Python Concurrency
Overview
Concurrency and parallelism both deal with running multiple tasks, but they solve different problems.
- Concurrency is about switching between tasks quickly
- Parallelism is about running tasks at the same time.
At first, parallelism looks like the better option, but in real systems both are useful depending on the workload.

The code files used in this page can be found here: Github
Concurrency
Concurrency means doing multiple tasks by switching between them quickly.
A single CPU core handles all tasks but keeps switching so they appear to run together.

This works well when tasks spend time waiting (like file or database access), because the CPU can switch to another task instead of staying idle.
Concurrency with Threads
Python uses threads for concurrency. Threads let multiple tasks run in overlapping time, but still on one core (in most cases).
In the example below, one thread takes orders and another prepares tea. Both run together using switching.
Before the code, two functions are defined: take_orders() and brew_tea(). Each simulates delay using sleep().
import threading
import time
def take_orders():
for i in range(1, 4):
print(f"Taking order {i}")
time.sleep(2)
def brew_tea():
for i in range(1, 4):
print(f"Brewing tea {i}")
time.sleep(3)
order_thread = threading.Thread(target=take_orders)
brew_thread = threading.Thread(target=brew_tea)
order_thread.start()
brew_thread.start()
order_thread.join()
brew_thread.join()
print("All orders taken and tea brewed")
To run this file:
python threading-example.py
Expected output (order may interleave):
Taking order 1
Brewing tea 1
Taking order 2
Brewing tea 2
Taking order 3
Brewing tea 3
All orders taken and tea brewed
Notice that the there is some interval between the outputs, which shows that there is switching between the threads in the background.
Handling Concurrency
Python provides two common ways to handle concurrency: threads and asyncio. Both help you run multiple tasks, but they work in very different ways.
| Tool | What It Does | Best For |
|---|---|---|
threading.Thread | Runs functions concurrently using multiple threads in the same process | I/O tasks like file handling or network calls |
asyncio | Runs tasks in a single thread using cooperative multitasking (tasks voluntarily pause when they are waiting, so other tasks can run.) | High-volume I/O tasks like APIs or web requests |
threading.Thread is the main way to create threads in Python. Each thread runs a function concurrently, but they share the same memory space.
Parallelism
Parallelism means running multiple tasks at the same time using multiple CPU cores.
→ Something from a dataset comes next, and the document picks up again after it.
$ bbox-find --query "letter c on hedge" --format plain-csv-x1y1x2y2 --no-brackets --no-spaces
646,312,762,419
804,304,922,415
Each process runs independently without sharing the same execution thread.

Unlike concurrency, parallelism reduces total execution time when tasks are independent and compute-heavy.
- Multiple cores are used
- Tasks run at the same time
- Best for CPU-heavy work
Important concepts:
multiprocessing.Process: Creates separate processes that run in parallel.multiprocessing.Pool: Manages a pool of worker processes for parallel execution.concurrent.futures.ProcessPoolExecutor: High-level interface for parallel execution using processes.
Parallel Processing Tools
These are the main ways Python runs tasks in parallel using multiple CPU cores. Each one works at a different level of abstraction, but all are used for CPU-heavy workloads.
| Tool | What It Does | When To Use |
|---|---|---|
multiprocessing.Process | Creates separate processes that run independently in parallel | When you need full control over each process |
multiprocessing.Pool | Manages a group of worker processes and distributes tasks automatically | When you want simple parallel execution over many tasks |
concurrent.futures.ProcessPoolExecutor | High-level interface for running functions in parallel using processes | When you want clean, modern, and easy parallel code |
All three use multiple processes, but they differ in how much control vs simplicity you want when designing parallel programs.
Multiprocessing
Python uses multiprocessing for parallelism. Each process runs on a separate CPU core, so tasks truly execute at the same time.
In the example below, multiple tea processes are created using Process. Each process brews tea independently.
# multiprocessing-example.py
from multiprocessing import Process
import time
def brew_tea(name):
print(f"Start brewing {name}")
time.sleep(3)
print(f"End brewing {name}")
if __name__ == "__main__":
processes = []
for i in range(3):
p = Process(target=brew_tea, args=(f"tea-{i+1}",))
processes.append(p)
p.start()
for p in processes:
p.join()
print("All tea served")
To run this file:
python multiprocessing-example.py
Expected output (order may vary):
Start brewing tea-1
Start brewing tea-2
Start brewing tea-3
End brewing tea-1
End brewing tea-2
End brewing tea-3
All tea served
Here, multiple processes run at the same time, so tasks complete faster when CPU work is heavy.